Judas: How a Sister’s Testimony Brought Down a Criminal Mastermind, is by Astrid Holleeder, a former criminal defense lawyer and one of the sisters of infamous Dutch crime boss Willem Holleeder, also known as De Neus (“the Nose”). Holleeder was once De Neus’s legal advisor, but in 2013 she decided to testify against her brother, who is on trial for five counts of murder, among other charges. She’s currently in hiding in Amsterdam.

Holleeder’s brother was one of the two leaders of a 1983 kidnapping of then-Heineken CEO, Freddy Heineken, who was held for a ransom of $35 million Dutch guilder (about $35 million today). Though Dutch authorities found some of the money stashed later, $8 million was never recovered, and it’s believed to have funded Willem Holleeder’s criminal rise.
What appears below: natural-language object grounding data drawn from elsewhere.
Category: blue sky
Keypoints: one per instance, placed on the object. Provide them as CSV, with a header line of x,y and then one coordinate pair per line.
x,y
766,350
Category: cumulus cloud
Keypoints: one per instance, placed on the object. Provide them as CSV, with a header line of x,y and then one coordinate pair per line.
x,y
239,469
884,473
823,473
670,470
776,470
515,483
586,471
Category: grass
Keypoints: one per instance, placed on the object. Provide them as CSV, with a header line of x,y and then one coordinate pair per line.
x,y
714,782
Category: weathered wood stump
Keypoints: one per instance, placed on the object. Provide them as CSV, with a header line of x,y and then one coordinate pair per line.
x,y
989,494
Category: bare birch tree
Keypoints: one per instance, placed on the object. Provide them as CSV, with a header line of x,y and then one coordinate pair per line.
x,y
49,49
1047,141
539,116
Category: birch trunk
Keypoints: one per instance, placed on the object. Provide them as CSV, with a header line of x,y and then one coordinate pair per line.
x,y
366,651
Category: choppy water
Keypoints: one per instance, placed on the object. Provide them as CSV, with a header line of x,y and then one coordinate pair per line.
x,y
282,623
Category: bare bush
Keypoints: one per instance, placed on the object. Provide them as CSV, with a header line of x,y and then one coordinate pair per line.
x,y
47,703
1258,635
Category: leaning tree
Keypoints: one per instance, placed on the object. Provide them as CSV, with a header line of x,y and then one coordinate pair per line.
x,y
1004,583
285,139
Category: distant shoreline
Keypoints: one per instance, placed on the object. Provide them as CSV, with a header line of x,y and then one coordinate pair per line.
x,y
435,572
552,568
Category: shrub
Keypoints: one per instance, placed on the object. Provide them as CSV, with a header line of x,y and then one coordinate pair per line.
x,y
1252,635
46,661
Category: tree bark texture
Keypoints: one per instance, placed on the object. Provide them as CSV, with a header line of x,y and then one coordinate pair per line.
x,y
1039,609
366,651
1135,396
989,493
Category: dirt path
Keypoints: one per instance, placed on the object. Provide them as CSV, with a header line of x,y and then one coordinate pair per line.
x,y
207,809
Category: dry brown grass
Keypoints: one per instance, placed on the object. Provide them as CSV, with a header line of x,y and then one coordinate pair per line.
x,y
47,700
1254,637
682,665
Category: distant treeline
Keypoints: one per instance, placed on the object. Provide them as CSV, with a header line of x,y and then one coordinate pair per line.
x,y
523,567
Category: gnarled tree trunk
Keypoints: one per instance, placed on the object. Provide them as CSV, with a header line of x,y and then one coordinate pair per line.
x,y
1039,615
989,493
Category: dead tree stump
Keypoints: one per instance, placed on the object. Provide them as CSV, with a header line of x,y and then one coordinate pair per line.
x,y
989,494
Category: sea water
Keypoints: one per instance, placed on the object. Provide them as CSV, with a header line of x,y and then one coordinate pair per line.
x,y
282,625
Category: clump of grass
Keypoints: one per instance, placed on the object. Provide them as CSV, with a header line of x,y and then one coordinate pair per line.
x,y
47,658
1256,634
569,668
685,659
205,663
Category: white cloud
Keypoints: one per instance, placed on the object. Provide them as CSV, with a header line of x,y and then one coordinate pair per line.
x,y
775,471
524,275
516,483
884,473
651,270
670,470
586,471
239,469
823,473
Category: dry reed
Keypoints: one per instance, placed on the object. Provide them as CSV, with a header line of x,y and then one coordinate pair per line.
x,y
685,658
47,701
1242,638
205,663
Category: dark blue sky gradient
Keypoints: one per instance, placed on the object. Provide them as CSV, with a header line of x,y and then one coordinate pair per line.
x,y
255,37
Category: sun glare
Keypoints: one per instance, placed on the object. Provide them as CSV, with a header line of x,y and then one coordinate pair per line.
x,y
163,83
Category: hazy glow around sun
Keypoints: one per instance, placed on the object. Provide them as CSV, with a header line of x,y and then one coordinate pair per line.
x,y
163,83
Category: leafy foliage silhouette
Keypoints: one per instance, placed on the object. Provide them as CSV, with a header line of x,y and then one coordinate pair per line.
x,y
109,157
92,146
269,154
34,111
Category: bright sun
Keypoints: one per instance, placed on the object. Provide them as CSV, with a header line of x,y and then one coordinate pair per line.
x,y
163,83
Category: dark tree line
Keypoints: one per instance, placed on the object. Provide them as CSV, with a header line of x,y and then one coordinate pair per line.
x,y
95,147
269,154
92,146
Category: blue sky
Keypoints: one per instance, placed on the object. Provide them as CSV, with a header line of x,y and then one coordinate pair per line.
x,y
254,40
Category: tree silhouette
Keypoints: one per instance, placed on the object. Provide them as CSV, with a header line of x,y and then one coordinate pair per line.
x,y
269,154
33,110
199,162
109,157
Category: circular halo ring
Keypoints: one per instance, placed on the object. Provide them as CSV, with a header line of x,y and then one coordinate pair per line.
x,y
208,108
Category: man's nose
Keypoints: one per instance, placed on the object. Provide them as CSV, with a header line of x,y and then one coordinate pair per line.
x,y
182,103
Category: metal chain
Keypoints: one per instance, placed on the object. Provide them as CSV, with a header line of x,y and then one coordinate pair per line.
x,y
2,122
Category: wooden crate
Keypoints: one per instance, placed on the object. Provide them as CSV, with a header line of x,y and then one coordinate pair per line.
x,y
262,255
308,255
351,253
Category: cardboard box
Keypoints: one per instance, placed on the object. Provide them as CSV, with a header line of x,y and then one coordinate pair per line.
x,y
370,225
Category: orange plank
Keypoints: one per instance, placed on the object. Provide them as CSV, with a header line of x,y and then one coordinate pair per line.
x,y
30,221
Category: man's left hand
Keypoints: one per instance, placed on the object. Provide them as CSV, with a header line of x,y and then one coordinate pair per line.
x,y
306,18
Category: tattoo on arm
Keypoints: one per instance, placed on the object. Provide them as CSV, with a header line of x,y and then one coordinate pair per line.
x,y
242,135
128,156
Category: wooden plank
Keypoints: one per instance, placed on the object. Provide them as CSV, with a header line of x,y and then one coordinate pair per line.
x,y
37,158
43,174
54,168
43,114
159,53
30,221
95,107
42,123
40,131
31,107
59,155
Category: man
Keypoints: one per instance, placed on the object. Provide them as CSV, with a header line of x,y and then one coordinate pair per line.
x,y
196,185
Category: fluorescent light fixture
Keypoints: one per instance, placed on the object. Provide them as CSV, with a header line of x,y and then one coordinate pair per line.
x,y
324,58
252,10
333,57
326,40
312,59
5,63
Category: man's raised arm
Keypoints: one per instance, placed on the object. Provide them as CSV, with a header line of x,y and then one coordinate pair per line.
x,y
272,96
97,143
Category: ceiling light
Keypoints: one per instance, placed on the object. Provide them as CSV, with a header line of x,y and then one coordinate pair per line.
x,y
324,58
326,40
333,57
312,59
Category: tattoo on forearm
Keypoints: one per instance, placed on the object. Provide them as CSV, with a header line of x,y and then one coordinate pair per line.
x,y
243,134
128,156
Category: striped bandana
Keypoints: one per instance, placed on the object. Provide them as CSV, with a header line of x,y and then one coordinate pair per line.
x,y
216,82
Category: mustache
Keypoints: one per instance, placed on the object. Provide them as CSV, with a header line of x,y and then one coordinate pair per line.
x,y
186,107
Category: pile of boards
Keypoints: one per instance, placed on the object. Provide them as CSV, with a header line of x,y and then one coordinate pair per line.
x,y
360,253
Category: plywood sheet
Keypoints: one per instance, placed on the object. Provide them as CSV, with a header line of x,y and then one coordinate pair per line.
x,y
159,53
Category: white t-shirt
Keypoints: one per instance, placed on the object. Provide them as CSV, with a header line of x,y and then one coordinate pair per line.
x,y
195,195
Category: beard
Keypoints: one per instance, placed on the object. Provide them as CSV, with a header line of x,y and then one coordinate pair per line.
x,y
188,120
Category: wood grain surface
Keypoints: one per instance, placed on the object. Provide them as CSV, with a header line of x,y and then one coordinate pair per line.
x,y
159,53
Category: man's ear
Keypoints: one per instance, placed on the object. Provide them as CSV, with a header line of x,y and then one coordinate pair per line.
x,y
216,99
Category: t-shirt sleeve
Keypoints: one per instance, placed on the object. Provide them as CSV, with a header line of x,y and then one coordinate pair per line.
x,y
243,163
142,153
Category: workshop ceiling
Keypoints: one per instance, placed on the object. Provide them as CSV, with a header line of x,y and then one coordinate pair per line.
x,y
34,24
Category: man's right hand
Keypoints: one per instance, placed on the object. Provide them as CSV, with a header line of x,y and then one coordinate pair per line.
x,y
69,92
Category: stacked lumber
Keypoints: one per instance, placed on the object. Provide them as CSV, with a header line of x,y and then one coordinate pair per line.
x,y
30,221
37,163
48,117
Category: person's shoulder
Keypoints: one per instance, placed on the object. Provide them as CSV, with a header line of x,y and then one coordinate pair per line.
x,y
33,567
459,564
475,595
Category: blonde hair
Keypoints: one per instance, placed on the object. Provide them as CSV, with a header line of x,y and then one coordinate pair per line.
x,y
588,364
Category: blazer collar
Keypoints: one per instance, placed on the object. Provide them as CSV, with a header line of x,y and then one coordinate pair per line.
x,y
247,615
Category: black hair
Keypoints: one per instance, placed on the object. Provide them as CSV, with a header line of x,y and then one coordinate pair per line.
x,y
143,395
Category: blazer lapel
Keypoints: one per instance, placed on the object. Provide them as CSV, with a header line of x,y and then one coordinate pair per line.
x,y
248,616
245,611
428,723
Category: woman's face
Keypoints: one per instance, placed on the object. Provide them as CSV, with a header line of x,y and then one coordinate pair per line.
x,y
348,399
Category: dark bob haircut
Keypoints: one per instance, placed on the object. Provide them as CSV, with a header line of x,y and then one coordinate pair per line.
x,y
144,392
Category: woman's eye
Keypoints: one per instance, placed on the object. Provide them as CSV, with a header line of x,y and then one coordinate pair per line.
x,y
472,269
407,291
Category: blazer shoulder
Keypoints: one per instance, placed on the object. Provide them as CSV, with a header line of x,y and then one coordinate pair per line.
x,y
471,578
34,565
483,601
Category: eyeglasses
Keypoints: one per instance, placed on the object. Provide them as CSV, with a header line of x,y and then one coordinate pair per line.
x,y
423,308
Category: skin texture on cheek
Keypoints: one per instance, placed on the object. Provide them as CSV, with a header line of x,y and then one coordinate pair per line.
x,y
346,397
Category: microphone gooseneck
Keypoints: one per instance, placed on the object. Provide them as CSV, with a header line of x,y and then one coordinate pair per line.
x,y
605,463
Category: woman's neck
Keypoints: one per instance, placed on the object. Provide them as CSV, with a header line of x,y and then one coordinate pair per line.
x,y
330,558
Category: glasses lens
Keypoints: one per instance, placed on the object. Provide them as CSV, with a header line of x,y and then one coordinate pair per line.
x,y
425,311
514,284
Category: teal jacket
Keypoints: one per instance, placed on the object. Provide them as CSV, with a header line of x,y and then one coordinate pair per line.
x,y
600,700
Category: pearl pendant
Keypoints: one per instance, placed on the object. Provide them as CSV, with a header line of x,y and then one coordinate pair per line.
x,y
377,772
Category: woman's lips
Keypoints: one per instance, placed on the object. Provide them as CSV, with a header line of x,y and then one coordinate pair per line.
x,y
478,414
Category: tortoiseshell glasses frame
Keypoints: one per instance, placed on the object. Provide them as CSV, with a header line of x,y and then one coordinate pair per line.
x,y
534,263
In 2013, Holleeder and her older sister, Sonja, recorded their brother using body wires, to provide evidence of his crimes to the police.

In 2016, Holleeder published a memoir about their family and her decision to betray her brother. The book was an instant success, in part because of the ongoing trial and secrecy of the author. The book spent 70 consecutive weeks on the Dutch bestseller list, according to The New York Times. Last year Steven Spielberg’s Amblin Television acquired the rights to produce a TV series based on the book.

As Patrick Radden Keefe writes for the New Yorker, the spectacle of the sibling relationship has the country riveted:

…The clash of the Holleeders is sibling rivalry distilled to a courtroom duel. “This is the ultimate betrayal,” Astrid told the court in March. Through sobs, she explained that, despite Wim’s many crimes, she still loves him. It was “crazy and horrible” to be testifying against him, she admitted.